By GUY LAMOLINARA
According to Rare Book and Special Collections Division Chief Larry Sullivan, "Machiavelli has been with the Library from its early beginnings."
He was referring to the fact that Thomas Jefferson's library, which he sold to LC in 1815, contained a copy of a 1589 Latin translation of The Prince, Machiavelli's 1513 classic work about power and politics.
The occasion of Dr. Sullivan's remark was the third in a series of lectures at the Library on the influence of Italian culture in America. The lecture was jointly sponsored on May 1 by the Rare Book and Special Collections Division, the Embassy of Italy, the Italian Cultural Institute and the National Italian American Foundation.
When introducing the "distinguished man of letters," Dr. Sullivan told the capacity crowd that in addition to being Italy's ambassador to the United States, Boris Biancheri had also in 1987-91 been ambassador to the United Kingdom.
Mr. Biancheri humbly noted that the "unexpectedly large audience" had come to hear someone who is "not a Machiavelli specialist, not a historian, or even a scholar.
"Worse, I suppose, I am a diplomat," he joked, as the audience burst into laughter. "Diplomats know little about many things. Scholars eventually know nothing about everything.
"You may ask yourself why I came here to talk about the nothing I know about Machiavelli," he said, before beginning a lecture that belied his words.
Mr. Biancheri believes that, 500 years after Machiavelli (1469-1527), there is still no general assessment as to "who he was or what he had to say."
The fact that infamous people such as Mussolini were his admirers "did not add much to Machiavelli's reputation," either.
To understand Machiavelli and his political philosophy, said the ambassador, one must be familiar with Italian history.
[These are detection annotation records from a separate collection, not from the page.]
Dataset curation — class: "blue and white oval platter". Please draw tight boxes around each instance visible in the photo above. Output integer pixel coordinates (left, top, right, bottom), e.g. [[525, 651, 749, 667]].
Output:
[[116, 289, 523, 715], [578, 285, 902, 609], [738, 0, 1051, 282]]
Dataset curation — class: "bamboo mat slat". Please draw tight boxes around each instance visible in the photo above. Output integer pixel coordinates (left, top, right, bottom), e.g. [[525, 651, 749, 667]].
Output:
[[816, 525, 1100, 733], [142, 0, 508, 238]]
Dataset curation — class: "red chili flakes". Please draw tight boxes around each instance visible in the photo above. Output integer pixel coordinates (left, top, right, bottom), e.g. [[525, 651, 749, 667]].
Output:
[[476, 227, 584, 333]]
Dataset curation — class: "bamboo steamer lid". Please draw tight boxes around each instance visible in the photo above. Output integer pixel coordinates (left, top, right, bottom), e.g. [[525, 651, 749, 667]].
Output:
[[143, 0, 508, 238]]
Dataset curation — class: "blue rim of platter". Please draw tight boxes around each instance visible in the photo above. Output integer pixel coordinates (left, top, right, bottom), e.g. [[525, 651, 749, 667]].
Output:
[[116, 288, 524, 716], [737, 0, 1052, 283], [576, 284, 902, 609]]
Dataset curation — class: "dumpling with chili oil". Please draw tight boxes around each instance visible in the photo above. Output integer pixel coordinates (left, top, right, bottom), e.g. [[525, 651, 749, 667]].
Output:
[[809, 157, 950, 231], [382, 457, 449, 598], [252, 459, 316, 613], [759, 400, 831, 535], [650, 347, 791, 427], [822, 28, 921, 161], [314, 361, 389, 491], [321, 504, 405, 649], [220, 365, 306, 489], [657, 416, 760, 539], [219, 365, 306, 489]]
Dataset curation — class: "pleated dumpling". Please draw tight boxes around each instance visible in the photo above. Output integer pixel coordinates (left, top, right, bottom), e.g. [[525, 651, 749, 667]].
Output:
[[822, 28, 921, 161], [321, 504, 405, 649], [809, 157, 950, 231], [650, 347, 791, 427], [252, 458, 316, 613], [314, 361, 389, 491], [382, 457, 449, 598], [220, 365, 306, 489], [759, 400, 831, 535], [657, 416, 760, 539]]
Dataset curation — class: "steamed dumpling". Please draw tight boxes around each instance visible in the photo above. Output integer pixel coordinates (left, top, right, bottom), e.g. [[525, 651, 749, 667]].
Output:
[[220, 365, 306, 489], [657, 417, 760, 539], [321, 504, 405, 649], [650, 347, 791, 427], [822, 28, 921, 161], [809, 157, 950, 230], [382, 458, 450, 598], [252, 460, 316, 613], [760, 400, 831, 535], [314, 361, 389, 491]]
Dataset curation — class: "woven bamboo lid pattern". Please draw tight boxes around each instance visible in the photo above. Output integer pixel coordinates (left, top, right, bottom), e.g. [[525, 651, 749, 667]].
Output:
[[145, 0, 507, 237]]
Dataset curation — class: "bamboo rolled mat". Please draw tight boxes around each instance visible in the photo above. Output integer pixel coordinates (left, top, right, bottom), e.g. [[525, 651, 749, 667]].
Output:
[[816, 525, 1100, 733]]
During the 12th and 13th centuries, the growth in commerce fueled the formation of mini-states on the Italian peninsula. In 1494, when Machiavelli was 25, the peninsula was invaded by France, leading to a series of wars among France, Spain and the Austrian Habsburgs for control.
Machiavelli entered politics and from 1498 until 1512 served in the chancellery of the Florentine republic. His efforts to introduce military conscription in Florence eventually led to his exile from his homeland, as the troops he had organized opposed the emperor unsuccessfully in 1512. No longer able to influence politics directly, Machiavelli took to writing. His experiences greatly influenced his ideas about politics. As Mr. Biancheri said, Machiavelli believed that "cruelty may be necessary" to achieve a worthy goal. "Some have it in-born, it can't be helped."
Stating this idea in more modern terms, in Machiavelli's world "the ends justify the means."